Forum Moderators: coopster
<?php
$string1 = "<a href='http://www.mydomain.tld/randompage.html'>widget page</a>";
$string2 = '<a href="http://www.mydomain.tld/randompage.html">widget page</a>';
$string3 = '<a href=http://www.mydomain.tld/randompage.html>widget page</a>';
$string4 = '<a
href="http://www.mydomain.tld/randompage.html">widget
page</a>';
echo "1 $string1 <br>\n";
echo "2 $string2 <br>\n";
echo "3 $string3 <br>\n";
echo "4 with carriage returns $string4 <br>\n";
// Couldn't figure out why newlines didn't work - so first strip them. A little homework for you. :-)
$string4 = preg_replace('/[\n\r]+/'," ",$string4);
// Note that the [] character classes contain a single quote ' next to a double quote ""

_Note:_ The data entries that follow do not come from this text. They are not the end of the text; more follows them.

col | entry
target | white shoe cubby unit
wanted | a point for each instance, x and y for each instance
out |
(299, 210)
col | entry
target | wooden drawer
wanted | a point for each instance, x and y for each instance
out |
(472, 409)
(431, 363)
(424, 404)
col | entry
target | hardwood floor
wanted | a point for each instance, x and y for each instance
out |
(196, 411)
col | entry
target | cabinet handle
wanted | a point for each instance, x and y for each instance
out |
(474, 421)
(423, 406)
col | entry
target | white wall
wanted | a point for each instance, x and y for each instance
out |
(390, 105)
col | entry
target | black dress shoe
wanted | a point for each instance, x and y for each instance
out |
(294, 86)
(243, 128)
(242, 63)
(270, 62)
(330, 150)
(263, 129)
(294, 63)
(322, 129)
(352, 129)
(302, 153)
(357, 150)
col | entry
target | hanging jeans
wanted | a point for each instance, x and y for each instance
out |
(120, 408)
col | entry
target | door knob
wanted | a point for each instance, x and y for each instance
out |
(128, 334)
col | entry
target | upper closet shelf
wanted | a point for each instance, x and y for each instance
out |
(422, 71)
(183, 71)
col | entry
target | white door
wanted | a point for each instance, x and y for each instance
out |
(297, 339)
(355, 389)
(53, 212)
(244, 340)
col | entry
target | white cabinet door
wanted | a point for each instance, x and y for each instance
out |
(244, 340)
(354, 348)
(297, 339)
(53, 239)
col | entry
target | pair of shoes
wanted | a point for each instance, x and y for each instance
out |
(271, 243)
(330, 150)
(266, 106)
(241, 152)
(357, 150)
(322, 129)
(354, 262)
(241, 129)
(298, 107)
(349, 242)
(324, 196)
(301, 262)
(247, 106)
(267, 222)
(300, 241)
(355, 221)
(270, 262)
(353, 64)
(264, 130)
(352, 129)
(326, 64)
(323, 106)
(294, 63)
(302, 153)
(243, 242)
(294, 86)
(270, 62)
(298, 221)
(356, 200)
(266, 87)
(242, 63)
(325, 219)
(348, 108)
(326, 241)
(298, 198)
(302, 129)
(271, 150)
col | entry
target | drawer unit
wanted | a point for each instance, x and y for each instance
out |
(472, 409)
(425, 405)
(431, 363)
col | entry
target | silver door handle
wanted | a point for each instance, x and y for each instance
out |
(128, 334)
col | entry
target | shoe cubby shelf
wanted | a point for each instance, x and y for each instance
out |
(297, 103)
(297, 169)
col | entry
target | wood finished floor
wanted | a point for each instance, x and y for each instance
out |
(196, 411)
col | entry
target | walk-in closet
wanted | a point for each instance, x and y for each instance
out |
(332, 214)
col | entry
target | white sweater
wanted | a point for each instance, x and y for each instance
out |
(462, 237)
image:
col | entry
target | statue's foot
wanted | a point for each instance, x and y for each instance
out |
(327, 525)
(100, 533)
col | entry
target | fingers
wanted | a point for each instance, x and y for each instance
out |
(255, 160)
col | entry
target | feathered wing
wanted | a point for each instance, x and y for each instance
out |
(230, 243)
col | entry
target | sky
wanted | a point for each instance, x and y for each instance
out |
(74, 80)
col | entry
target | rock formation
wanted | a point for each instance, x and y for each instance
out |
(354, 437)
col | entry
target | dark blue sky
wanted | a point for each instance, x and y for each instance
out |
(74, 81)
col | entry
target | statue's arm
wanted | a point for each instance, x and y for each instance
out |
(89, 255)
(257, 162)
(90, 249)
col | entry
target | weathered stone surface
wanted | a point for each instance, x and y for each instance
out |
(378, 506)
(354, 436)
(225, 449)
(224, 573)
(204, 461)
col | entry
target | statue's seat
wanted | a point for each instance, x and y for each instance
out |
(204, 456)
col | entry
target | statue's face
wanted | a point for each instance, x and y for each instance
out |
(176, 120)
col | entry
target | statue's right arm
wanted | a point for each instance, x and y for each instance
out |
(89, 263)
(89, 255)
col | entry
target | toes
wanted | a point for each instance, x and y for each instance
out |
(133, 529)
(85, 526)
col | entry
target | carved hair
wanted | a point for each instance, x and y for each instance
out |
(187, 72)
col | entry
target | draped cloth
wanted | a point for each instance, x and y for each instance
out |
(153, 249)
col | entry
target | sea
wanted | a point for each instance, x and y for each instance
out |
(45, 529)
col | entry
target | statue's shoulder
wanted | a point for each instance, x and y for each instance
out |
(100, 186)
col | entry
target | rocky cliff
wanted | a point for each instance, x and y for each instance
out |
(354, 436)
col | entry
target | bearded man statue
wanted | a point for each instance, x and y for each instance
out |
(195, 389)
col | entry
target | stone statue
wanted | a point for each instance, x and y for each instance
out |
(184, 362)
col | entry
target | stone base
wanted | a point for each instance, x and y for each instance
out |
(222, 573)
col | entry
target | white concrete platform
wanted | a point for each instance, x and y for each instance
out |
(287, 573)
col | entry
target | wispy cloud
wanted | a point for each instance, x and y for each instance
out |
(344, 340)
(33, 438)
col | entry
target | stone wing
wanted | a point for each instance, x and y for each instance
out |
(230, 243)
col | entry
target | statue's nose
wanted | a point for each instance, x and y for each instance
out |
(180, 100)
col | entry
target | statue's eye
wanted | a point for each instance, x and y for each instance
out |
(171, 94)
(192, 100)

// This may not be obvious in this forum's display
$string1 = preg_replace('/<.*?href\s*=\s*[\'"]*([^\'">]+)[\'"]*>.*<\/a>/i',"$1",$string1);
$string2 = preg_replace('/<.*?href\s*=\s*[\'"]*([^\'">]+)[\'"]*>.*<\/a>/i',"$1",$string2);
$string3 = preg_replace('/<.*?href\s*=\s*[\'"]*([^\'">]+)[\'"]*>.*<\/a>/i',"$1",$string3);
$string4 = preg_replace('/<.*?href\s*=\s*[\'"]*([^\'">]+)[\'"]*>.*<\/a>/i',"$1",$string4);
echo "1 $string1 <br>\n";
echo "2 $string2 <br>\n";
echo "3 $string3 <br>\n";
echo "4 $string4 <br>\n";
?>
breakdown:
/ - pattern delimiter
< - start with carat
.*? - followed by zero or more of any character with the quantifier to prevent it from slurping up the whole string. This could include other attributes: class="myclass" title="mytitle"....
href - followed by href
\s*=\s* followed by zero or more spaces, equal sign, and zero or more spaces. This will account for sloppy coding; spaces are not recommended but supported
[\'"]* - followed by zero or more of ' or ". Zero or more covers unquoted hrefs. I'm escaping ' because that is my preg_replace delimiter; escape " if you use that as the delimiter.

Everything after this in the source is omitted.